Tuesday, February 16, 2010

Again with the expectations


Date: Feb. 13, 12010
Mood: Mixed emotions
Music: Maybe this Time by Glee Cast


Valentines has come and gone. I am not expecting anything from him. I just wanted one thing only. The ring that started it all... I know he can't still afford it, but I am not asking for too much I just want a simple one but still it will be a symbol that he really asked my hand in marriage.

I keep on bringing it up to my friends but still stayed firm that I am not expecting anything this valentine's day. Then a friend said to me 2 days before vday.

"Just wait maybe it will come sooner or later."

So I thought maybe my friend is right maybe Luke is planning on something this vday and will give me the best gift a girl could ever wanted.

Come vday I was too busy preparing a candle light dinner for a friend and his date. I keep on thingking that maybe it will be really for me and Luke. But then I thought Luke will never use purple for my special evening. So erase the thought.

When the dinner was about to start he kept on asking if i will still go back to the room? Maybe just maybe he hid it there.
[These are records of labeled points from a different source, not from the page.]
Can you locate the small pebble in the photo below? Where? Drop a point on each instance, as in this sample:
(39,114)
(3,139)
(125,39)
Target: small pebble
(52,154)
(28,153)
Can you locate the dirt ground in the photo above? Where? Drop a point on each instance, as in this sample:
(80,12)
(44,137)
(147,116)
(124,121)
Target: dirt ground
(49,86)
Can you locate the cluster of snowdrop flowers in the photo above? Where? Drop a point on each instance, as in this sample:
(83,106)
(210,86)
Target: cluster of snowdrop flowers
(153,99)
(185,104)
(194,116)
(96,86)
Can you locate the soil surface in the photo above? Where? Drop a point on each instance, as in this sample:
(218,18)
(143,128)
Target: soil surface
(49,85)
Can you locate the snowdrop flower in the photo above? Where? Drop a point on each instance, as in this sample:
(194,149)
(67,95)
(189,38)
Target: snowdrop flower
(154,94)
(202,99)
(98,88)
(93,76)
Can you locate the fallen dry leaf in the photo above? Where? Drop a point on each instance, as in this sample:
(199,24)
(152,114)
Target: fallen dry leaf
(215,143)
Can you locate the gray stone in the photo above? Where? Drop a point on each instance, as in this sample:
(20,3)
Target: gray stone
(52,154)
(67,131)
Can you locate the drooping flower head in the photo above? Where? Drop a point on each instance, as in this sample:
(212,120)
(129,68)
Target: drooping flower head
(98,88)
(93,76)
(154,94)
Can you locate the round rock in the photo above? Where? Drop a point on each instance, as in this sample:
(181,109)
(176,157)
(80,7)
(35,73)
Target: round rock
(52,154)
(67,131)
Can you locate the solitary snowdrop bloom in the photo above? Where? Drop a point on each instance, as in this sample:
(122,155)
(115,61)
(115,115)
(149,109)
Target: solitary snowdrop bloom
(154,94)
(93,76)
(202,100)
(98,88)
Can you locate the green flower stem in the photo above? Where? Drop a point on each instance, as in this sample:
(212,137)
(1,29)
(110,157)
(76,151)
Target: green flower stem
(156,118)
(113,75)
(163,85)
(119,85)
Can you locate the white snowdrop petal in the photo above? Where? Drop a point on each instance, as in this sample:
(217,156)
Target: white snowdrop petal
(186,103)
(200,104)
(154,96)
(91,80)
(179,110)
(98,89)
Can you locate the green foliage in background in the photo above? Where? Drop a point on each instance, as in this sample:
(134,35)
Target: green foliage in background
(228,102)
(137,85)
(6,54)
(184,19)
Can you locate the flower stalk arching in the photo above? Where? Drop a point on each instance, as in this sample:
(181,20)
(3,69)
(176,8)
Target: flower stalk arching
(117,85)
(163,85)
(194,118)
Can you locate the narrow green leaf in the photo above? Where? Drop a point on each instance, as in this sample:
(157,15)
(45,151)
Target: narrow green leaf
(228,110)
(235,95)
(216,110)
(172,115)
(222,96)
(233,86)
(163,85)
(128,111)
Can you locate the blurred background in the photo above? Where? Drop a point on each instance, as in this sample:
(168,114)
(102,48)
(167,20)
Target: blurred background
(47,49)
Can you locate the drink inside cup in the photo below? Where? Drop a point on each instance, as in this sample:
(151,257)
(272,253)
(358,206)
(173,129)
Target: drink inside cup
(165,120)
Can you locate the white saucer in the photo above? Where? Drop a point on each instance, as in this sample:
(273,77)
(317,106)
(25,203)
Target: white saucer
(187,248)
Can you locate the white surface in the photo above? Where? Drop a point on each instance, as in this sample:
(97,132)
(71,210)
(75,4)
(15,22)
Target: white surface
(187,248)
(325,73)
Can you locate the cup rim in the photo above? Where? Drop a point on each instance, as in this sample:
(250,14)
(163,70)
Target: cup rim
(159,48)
All those expectations and high hopes that my friend has given me vanished when the clock strikes at 1 am. it is officially Valentine's Day. When Luke called me to go to the room there is his surprise for me:

A chocolate filled bed that says I love you.
A long stem rose
A slide show of almost all of our pictures.
And a snowglobe.

But no Ring... :(

I should have stayed firm. I shouldn't have expected. I know him too well but I let my guard down. Now I got depressed and disappointed.